Jakarta (tutur.co.id) – Menteri Keuangan (Menkeu) Purbaya Yudhi Sadewa memimpin konferensi pers penindakan 43 kontainer berisi pakaian bekas impor ilegal di Buffer Area TPS CDC Banda, Tanjung Priok, Jakarta Utara, Selasa 23 Juni 2026.
Pengungkapan melalui Direktorat Jenderal Bea dan Cuka, melibatkan sinergi antara, BAIS TNI, Kejaksaan, dan Korwas Penyidik Polri.
“Hari ini, Kementerian Keuangan melalui Direktorat Jenderal Bea dan Cukai menyampaikan hasil penindakan terhadap dugaan peredaran pakaian bekas impor ilegal di dua lokasi, yaitu Pelabuhan Tanjung Priok dan di Kalimantan Barat,” kata Menkeu saat konferensi pers.
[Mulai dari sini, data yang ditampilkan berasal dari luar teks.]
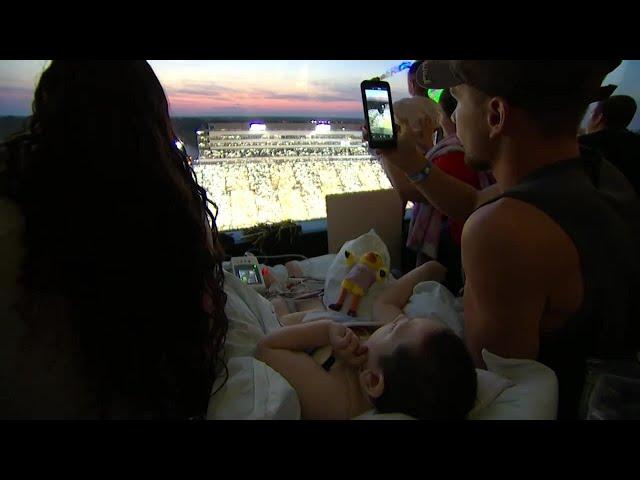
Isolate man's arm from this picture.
[372,124,501,222]
[462,201,548,368]
[373,262,447,323]
[381,144,502,222]
[381,154,426,204]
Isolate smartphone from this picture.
[231,257,266,293]
[360,80,398,148]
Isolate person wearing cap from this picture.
[578,95,640,194]
[379,60,640,418]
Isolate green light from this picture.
[427,88,444,103]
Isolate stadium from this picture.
[194,121,391,231]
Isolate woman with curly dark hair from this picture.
[0,61,228,418]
Penindakan di Tanjung Priok berawal dari informasi intelijen terkait pengiriman pakaian bekas menggunakan KM Eden Mas rute Pontianak-Tanjung Priok. Dari total 268 kontainer, 46 kontainer dilakukan pemindaian. Hasilnya, 43 kontainer terindikasi berisi balepress.
Hingga 22 Juni 2026, pemeriksaan terhadap 19 kontainer menemukan 2.067 berisi pakaian, aksesori, dan tas bekas. Total muatan 43 kontainer diperkirakan mencapai 4.687 bal dengan nilai ekonomi sekitar Rp37,5 miliar.
Pemerintah berkomitmen menindak tegas impor ilegal yang merugikan negara. Hal ini dilakukan juga untuk melindungi pengusaha lokal dan menciptakan persaingan usaha yang sehat.
Menkeu mengatakan akan terus menelusuri pihak-pihak yang terlibat dan meminta pertanggung jawaban atas masuknya pakaian bekas ilegal.
“Penegakan hukum tidak berhenti pada pengamanan barang. Bea Cukai masih melakukan pendalaman untuk mengidentifikasi pihak-pihak yang bertanggung jawab,” tegas Menkeu.